Landrace cannabis gives you a different high compared to hybrid cannabis, and also gives you a different marijuana growing experience and different morphological characteristics.
For example, pure Sativa marijuana has long, thin, sharply-serrated leaves.
It has a long bloom phase, grows very tall with long internodes, and produces thin-diameter buds.
The high is stimulating and mostly a head high.
In contrast, a pure landrace Indica, Kush, or Afghanica cannabis most often has fat, squat leaves, grows dense and short, has shorter bloom periods, and produces fat buds.
The high from these types of landrace is often like a narcotic rather than a psychedelic.
Because breeders combine a variety of genetics to create hybrid strains, nowadays you might grow a hybrid that has leaves that are neither fat nor thin, a plant that grows tall but is also stocky and high-yielding, and buds that are moderately large.
Why are marijuana growers and users starting to go back to landrace strains?
As we pointed out before, one reason is that the psychological, physical, and medical effects of landrace strains are often more manageable than those of modern, ultra-potent hybrid cannabis.
If someone wants to go to a concert or movie, and then drive home afterwards without endangering themselves and others, they can use a pure Sativa landrace and get a head high that leaves their body unaffected.
If someone has pain, insomnia, muscle spasms, or other medical marijuana needs, they can use a pure Indica to get a high that’s all-body, leaving their mind relatively unaffected (other than sedation).
In the grow room, using pure, stabilized landrace strains creates more predictability in factors such as plant height, bloom phase length, light needs, and feeding nutrients.
Pure Sativa, for example, usually can’t handle parts per million above 1200-1300 during bloom phase, especially if they’re in high-efficiency systems such as deep water culture.
Pure Sativa likes high intensity light, especially ultraviolet, temps from 75-79F even without C02, and can handle higher than average humidity.
It tends to go hermie, and is often hard to please, exhibiting minor leaf symptoms from nutrients deficiencies or unavoidable climate issues that come and go before you can diagnose them.
Some pure landrace Sativas take 10-13 weeks in bloom phase.
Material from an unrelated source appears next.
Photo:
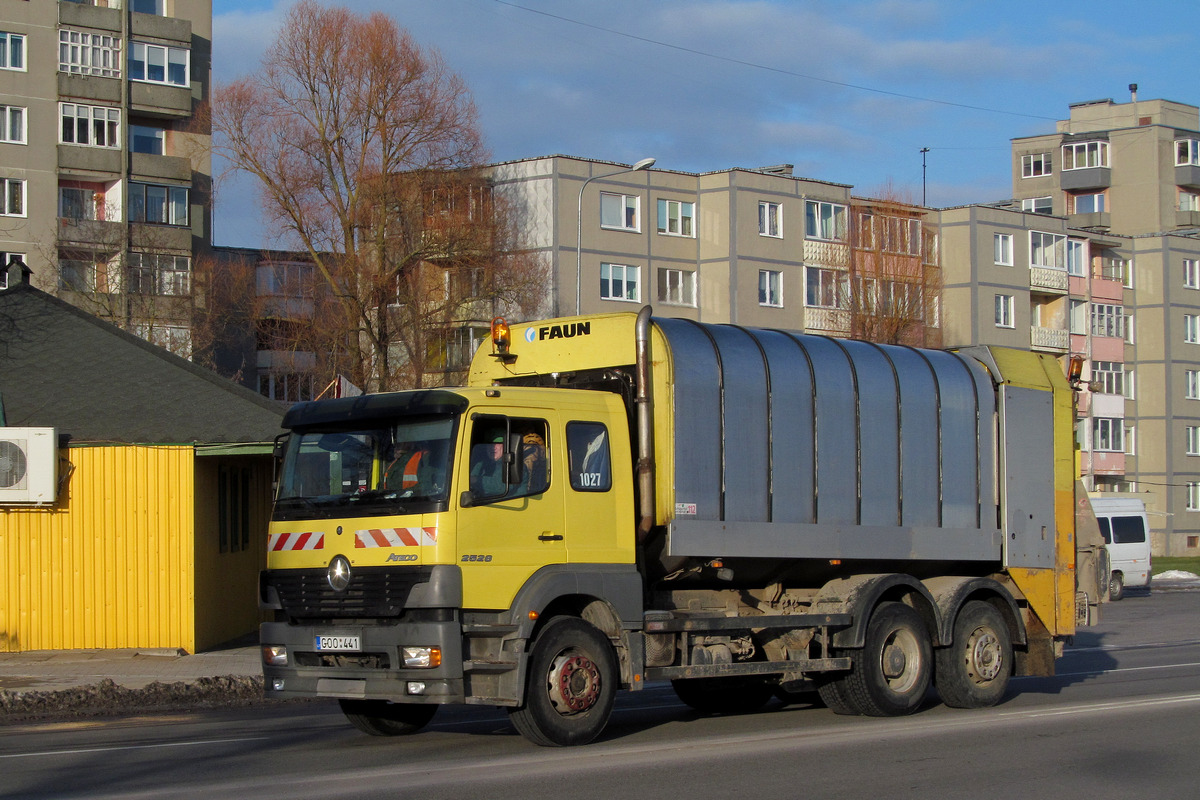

Hybrid breeders have inserted Indica genetics into pure Sativa strains, trying to make the Sativa a little shorter in both height and bloom phase duration, more easy to grow, and higher-yielding.
Pure landrace Indica grows fast and short.
It most often loves heavy feed programs. It generates very heavy yields and lots of resins. It’s a very hardy plant.
The problem with pure Indica is that the high is almost all body. There’s none of that giggly euphoria and racing psychedelia like you get from Sativa.
I find pure Indica and Indica-dominant highs very boring.
When you grow landrace marijuana, you’re getting the extremes of body versus head high.
The benefits of having landrace marijuana genetics are:
- You’ll be able to experience pure landrace cannabis highs that are generally more enjoyable and predictable than super-crippling hybrid highs.
- You’ll be able to do your own breeding to combine landrace genetics and make unique strains all your own!
- You’ll contribute to preserving heritage marijuana genetics so that they aren’t buried under the flood of hybrid marijuana genetics.
In the following articles in this series, I’m going to tell you what the best landrace varieties are.
I’ll only be including the ones you can buy as seeds from reputable seed banks.
I guarantee you that landrace marijuana is worth growing and using, and will be a very pleasant surprise for you, especially if all you’ve ever grown and used are hybrid marijuana varieties.